Tale assetto, in teoria, potrebbe anche essere modificato senza alterare in
modo così incisivo il numero dei parlamentari, anche solo per il tramite di una
contestuale riforma dei regolamenti parlamentari di Camera e Senato. Al
contrario, se si considerano i problemi di rappresentanza di alcuni territori
regionali che la riforma comporterebbe, risulta che paradossalmente la legge in
questione finirebbe con l’aggravare, anziché ridurre, i problemi del
bicameralismo perfetto.
5) La
riforma appare ispirata da una logica “punitiva” nei confronti dei
parlamentari, confondendo la qualità dei rappresentanti con il ruolo stesso
dell’istituzione rappresentativa.
La revisione
costituzionale sembra essere espressione di un intento “punitivo” nei confronti
dei parlamentari – visti come esponenti di una “casta” parassitaria da
combattere con ogni mezzo – ed è il segno di una diffusa confusione del
problema della qualità dei rappresentanti con il ruolo dell’organo
parlamentare. Non è dato riscontrare, tuttavia, un rapporto inversamente
proporzionale tra il numero dei parlamentari e il livello qualitativo degli
stessi. Una simile riduzione dei componenti delle Camere penalizzerebbe
soltanto la rappresentanza delle minoranze e il pluralismo politico e potrebbe
paradossalmente produrre un potenziamento della capacità di controllo dei
parlamentari da parte dei leader dei partiti di riferimento, facilitato dal
numero ridotto degli stessi componenti delle Camere.
Non può
trascurarsi, inoltre, lo squilibrio che si verrebbe a determinare qualora,
entrata in vigore la modifica costituzionale, non si avesse anche una modifica
della disciplina elettorale, con essa coerente, tale da assicurare – nei limiti
del possibile – la rappresentatività delle Camere e, allo stesso tempo,
agevolare la formazione di una maggioranza (sia pur relativamente) stabile di
governo.
È illusorio,
in conclusione, pensare alle riforme costituzionali come ad azioni dirette a
causare shock a un sistema politico-partitico incapace di autoriformarsi, nella
speranza che l’evento traumatico possa innescare reazioni benefiche. Una
cattiva riforma non è meglio di nessuna riforma. Semmai è vero il contrario.
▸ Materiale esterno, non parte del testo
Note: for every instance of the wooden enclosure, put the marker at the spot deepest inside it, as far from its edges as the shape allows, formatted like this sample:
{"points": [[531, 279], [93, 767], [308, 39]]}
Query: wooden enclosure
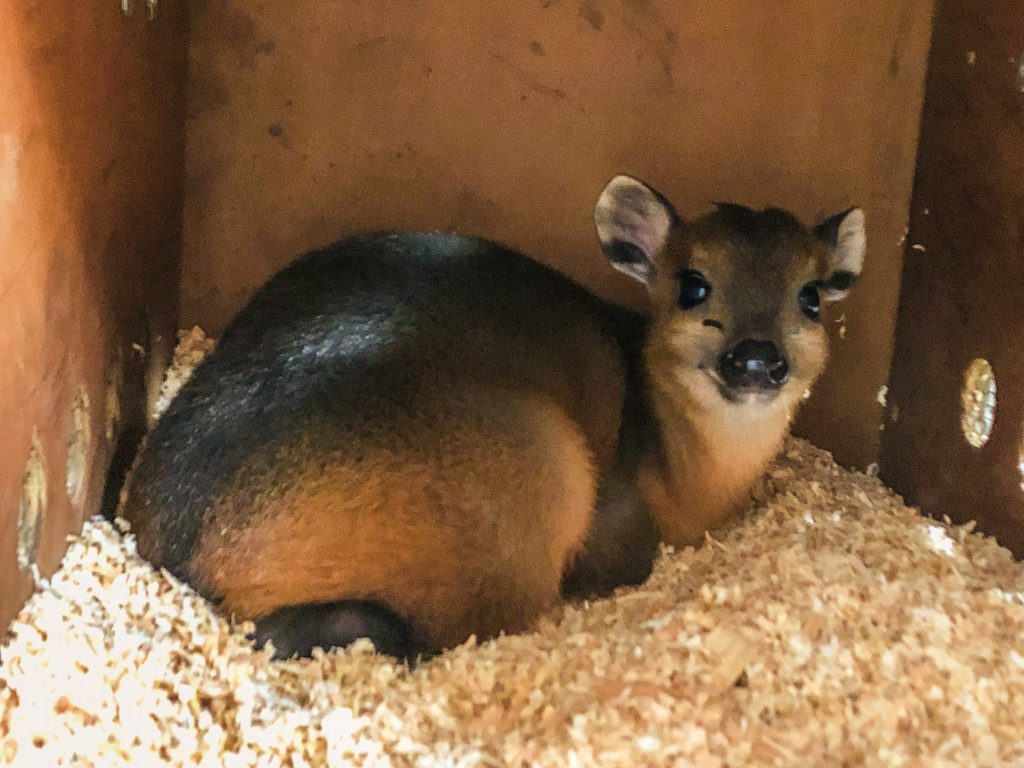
{"points": [[91, 146], [155, 171], [963, 296]]}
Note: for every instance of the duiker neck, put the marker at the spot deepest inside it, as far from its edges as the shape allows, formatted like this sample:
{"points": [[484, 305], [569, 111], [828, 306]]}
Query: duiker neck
{"points": [[709, 458]]}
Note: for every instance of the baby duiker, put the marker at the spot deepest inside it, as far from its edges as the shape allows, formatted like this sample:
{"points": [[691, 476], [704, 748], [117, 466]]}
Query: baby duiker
{"points": [[421, 437]]}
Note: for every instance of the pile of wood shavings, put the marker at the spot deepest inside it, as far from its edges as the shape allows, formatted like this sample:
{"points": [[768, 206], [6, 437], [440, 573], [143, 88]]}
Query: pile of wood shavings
{"points": [[832, 626]]}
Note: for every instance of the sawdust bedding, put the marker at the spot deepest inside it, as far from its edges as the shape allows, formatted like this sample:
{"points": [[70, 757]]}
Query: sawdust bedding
{"points": [[830, 626]]}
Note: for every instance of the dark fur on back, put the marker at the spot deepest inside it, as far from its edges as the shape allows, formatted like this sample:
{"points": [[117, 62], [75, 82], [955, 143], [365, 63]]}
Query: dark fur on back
{"points": [[340, 342]]}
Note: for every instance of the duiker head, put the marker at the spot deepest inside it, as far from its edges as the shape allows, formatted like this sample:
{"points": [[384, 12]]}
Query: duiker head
{"points": [[736, 295]]}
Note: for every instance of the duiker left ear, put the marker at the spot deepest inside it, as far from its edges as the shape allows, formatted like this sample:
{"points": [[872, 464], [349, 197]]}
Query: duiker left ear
{"points": [[844, 233], [633, 223]]}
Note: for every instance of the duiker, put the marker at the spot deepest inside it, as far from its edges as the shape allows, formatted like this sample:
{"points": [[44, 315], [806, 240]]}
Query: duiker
{"points": [[422, 437]]}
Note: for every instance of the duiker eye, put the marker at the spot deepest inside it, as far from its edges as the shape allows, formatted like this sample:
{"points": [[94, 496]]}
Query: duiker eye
{"points": [[810, 301], [693, 289]]}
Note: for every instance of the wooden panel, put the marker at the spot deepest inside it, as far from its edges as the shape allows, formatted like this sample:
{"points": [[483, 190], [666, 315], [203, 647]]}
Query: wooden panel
{"points": [[963, 294], [308, 120], [91, 143]]}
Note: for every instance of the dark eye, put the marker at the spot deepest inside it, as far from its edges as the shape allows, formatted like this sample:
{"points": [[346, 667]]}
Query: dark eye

Respingendo questa riforma perché monca e destabilizzante, ci sarebbe spazio
per proposte equilibrate che mantengano intatti i principi fondanti del nostro
ordinamento costituzionale; al contrario sarebbe più difficile mettere in
discussione una riforma appena avallata dal corpo elettorale. Occorrono, in
definitiva, interventi idonei ad apportare miglioramenti al sistema nel
rispetto della democraticità e della rappresentatività delle istituzioni.
Per queste
ragioni noi voteremo convintamente «NO»!